Watson McMillan Hayes (Chinese: ; pinyin: shì, born November 23, 1857 in Mercer County, Pennsylvania - died August 2, 1944 in Weifang, Shandong) was an American Presbyterian missionary and educator in China.

Biography

Watson M. Hayes was the son of David Hayes (born April 6, 1832, killed in February 1865 in the American Civil War) and Margaret Jane (Watson) Hayes (born June 28, 1828). He graduated from Allegheny College[1] and entered Western Seminary, Pittsburgh in 1879.

On August 15, 1882, he was ordained and sent to China in the same year.[2] He taught at Tengchow College and later served as its president[3] in present-day Penglai, Shandong. In 1901, he was invited by Yuan Shikai to organize Shandong College,[4] the forerunner of Shandong University and the second modern university in China. With the backing of Yuan Shikai, he also published Shandong's first successful newspaper (Shantung Times, Chinese: ; pinyin: Shāndōng Shíbào) and petitioned the Qing court to grant a holiday on Sundays for government schools and colleges;[5] Shandong College was closed on Sundays right from the start.[4] However, by the end of 1901, Hayes and six Chinese Christian teachers he had brought with him had resigned already[4] over disagreements regarding the policy of mandatory Confucius worship for students of the college.[6] After that, Hayes went on to teach at the Presbyterian Mission Theological College in Cheefoo (Yantai).

When the Shandong Christian University was formed through an agreement between the Northern Presbyterian mission and the English Baptist mission, Haynes became the dean of the Theological College in 1916.[7] However, after theological conflicts arose in the college due to the fundamentalist-modernist controversy, Haynes was asked to resign in 1919. He would later be appointed as the principal of the newly formed North China Theological Seminary.[8]

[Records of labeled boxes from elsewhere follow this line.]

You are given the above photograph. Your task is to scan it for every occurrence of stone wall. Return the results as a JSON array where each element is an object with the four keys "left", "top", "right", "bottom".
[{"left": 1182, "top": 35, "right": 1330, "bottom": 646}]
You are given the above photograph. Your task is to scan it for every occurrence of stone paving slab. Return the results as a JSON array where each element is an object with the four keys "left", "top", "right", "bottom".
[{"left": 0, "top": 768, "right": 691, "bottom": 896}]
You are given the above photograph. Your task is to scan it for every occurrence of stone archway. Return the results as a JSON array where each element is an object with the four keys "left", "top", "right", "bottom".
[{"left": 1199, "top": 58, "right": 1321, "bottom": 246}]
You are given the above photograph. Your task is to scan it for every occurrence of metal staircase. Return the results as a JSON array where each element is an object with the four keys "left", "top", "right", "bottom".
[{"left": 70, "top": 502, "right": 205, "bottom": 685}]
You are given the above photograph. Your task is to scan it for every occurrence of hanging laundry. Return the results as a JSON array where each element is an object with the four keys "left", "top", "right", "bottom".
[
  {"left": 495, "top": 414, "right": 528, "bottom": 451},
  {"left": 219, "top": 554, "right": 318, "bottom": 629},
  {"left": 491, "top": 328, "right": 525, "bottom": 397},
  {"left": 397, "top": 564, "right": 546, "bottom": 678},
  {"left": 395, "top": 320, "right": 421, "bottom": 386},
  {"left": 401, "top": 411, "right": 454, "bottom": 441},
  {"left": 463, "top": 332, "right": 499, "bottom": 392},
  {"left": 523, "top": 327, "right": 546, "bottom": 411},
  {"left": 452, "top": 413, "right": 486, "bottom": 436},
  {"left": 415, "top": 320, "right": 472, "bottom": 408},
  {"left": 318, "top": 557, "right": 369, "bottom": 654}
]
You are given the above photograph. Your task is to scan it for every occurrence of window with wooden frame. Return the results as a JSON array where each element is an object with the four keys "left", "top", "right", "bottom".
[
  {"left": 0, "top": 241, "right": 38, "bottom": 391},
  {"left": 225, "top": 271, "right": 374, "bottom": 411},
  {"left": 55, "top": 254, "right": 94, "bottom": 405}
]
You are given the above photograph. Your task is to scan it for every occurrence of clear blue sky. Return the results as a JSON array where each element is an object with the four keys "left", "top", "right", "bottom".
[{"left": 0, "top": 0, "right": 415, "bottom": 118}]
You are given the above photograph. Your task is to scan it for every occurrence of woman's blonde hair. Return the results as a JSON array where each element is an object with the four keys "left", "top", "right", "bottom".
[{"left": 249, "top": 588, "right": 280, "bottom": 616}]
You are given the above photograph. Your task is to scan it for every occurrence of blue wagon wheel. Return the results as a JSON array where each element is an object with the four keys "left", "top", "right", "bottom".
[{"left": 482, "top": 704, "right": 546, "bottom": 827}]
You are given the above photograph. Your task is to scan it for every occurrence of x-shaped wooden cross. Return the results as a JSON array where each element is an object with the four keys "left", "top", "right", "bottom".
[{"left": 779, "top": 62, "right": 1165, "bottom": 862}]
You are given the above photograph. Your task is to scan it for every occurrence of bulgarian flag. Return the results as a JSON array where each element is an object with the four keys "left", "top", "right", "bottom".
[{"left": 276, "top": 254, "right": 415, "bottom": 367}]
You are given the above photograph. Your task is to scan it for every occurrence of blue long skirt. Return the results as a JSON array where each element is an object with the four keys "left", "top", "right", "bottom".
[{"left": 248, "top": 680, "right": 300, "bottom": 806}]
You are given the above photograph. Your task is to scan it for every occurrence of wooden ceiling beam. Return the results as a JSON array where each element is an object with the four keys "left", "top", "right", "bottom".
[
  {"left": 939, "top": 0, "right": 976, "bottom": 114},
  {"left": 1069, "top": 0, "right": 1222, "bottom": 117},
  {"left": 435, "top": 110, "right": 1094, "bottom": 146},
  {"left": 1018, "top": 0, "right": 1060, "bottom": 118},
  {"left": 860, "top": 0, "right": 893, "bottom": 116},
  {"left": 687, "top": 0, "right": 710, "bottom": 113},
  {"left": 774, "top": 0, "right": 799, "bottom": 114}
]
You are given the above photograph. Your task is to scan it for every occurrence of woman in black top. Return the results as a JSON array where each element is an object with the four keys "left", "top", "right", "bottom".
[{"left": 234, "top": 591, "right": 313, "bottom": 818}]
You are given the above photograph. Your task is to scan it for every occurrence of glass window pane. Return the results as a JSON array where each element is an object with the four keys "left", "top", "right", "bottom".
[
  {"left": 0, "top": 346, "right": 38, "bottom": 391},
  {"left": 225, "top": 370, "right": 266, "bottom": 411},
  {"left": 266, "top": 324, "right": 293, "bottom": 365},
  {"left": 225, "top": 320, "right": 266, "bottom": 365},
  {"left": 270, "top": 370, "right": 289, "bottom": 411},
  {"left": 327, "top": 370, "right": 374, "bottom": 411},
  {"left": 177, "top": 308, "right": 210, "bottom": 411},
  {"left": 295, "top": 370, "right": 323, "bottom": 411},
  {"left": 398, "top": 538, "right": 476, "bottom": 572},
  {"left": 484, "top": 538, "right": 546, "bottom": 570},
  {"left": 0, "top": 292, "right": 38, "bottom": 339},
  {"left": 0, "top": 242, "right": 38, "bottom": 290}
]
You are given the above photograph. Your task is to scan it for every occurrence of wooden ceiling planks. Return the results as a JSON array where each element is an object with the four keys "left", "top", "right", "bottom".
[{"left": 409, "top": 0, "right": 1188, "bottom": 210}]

During the Second Sino-Japanese War, W. M. Hayes, together with his wife (Margaret Young Hayes) and one of his sons (John David Hayes), was held as a prisoner in the Weihsien (Weixian) Internment Camp, a civilian assembly center operated by the Japanese on the premises of a former Presbyterian mission in the present-day town of Weifang. Hayes was forced to leave from his home for the camp in March 1943. He refused to be repatriated under the "Prisoners Exchange Project" organized by the International Red Cross. Suffering from diabetes, W. M. Hayes died in the camp on August 2, 1944, a bit more than one year before the camp was liberated by the Americans on August 12, 1945.

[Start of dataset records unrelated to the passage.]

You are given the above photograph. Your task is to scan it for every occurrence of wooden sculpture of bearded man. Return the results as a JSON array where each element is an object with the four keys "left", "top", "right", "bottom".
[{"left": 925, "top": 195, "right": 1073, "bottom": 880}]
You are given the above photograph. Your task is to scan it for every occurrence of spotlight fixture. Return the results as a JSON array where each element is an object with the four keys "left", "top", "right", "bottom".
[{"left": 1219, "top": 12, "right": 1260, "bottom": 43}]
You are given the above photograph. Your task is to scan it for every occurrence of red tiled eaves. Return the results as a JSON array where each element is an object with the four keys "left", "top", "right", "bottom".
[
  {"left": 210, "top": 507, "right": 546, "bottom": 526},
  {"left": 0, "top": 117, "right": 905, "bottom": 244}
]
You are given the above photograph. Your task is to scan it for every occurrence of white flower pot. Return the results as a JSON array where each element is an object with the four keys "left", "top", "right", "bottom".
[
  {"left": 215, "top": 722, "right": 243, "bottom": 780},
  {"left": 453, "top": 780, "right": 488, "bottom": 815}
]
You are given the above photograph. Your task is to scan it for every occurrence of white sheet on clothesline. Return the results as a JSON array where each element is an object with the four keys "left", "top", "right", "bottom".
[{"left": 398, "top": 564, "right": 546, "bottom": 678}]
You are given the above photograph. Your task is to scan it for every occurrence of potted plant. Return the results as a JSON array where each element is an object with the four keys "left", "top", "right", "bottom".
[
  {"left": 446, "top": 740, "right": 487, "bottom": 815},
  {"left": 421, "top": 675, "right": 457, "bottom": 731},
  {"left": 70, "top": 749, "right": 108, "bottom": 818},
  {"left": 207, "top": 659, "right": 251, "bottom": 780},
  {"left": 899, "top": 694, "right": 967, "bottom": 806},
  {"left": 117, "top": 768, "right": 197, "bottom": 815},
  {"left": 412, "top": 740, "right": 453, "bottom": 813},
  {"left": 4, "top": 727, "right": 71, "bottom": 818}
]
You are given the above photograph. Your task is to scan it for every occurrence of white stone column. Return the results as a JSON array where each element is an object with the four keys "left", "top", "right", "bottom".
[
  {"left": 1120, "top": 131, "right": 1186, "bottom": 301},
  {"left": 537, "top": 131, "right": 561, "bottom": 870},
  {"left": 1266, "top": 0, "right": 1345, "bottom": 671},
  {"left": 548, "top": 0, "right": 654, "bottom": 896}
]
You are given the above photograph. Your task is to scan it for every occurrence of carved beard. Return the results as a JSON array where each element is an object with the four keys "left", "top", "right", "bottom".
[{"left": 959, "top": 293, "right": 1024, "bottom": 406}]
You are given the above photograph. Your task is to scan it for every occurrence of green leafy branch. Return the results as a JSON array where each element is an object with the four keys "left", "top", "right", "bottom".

W. M. Hayes' son John D. Hayes (1888–1957), continued to work as a missionary and English teacher in China until he was arrested and tried as a spy in 1951. After 10 months in jail, he was expelled from China.[9] His trial in China was the topic of an article ("The Brainwashing of John Hayes", written by Frederic Sondern, Jr) published in Readers Digest (July 1955) and a television drama of the same title (teleplay by George Bruce, aired on TV Reader's Digest by ABC on 7 November 1955) in which Hayes was portrayed by the actor Vincent Price.